ソラミミ堂

邂逅するソラミミ堂11 守りを守りする

このエントリーをはてなブックマークに追加 2015年7月8日更新

イラスト 上田三佳

 守りをする、というのはなんでもないことばのようだけれども、なかなかすごいことばである、とつねづね思っている。
 いなかのお年寄りならば、子どもの、家の、田んぼの、畑の、お墓の、お寺の、神社の、道の、水路の、川の、草木の、森の、お山の守りをする、など何にでもこの守りということばをつかう。
 守りをする、ということばは世話を焼く、とか面倒みるとか、管理するとか、別のことばに置き換えることができるけれども、それらを比べて、それぞれの含有成分をしらべてみると、守りをするでは、あずかっている、の意味の値がたいへん高い。
 その、あずかっている、というのも、いまこのときに空間的に、現にとなりにいるだれかからあずかっている、というだけでなく、過去から、と同時に未来から時間をこえて、先祖代々から子々孫々へ、世代をこえて預かっている、というのがそのこころである。
 あずけあずかる関係は、人間同士のあいだでだけではなくて、人と生きもの、人と自然の間にも成り立っている。
 守りをする、にはまた、守りする相手のなりゆきに寄り添いながら介添えをする、のこころも多分に含まれている。この用法はフナズシづくりの職人や、酒蔵の当主から教わった。
 あるお年寄りは自分自身の人生をさえ、いのちの守りをしてきたのだ、と言い切った。
 所有権、という不思議なものを(他の生き物への相談なしに)人間がつくって、コップや茶碗ならばまだしも、大地や水にもそれを広げた。
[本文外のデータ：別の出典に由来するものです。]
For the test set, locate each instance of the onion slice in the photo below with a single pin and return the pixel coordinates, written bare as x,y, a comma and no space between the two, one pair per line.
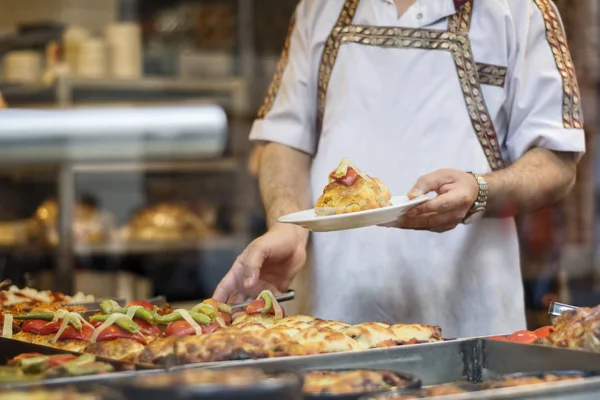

値札をつけてそれを売り買いしさえするうえ、買ってしまえばこっちのもんだと決めている。そのうち大気や、雲や台風なんかにも、そんな不思議が及ばないとも限らない。そうなったときこそわれらが守りということばの出番なのである。
 琵琶湖とよばれる、こんなおおきな大事なものを、みんなで守りしているのであるから、守りをする、というすごいことばを守りしつづける、という素敵な役目を、われらほとりの民は背負っているわけである。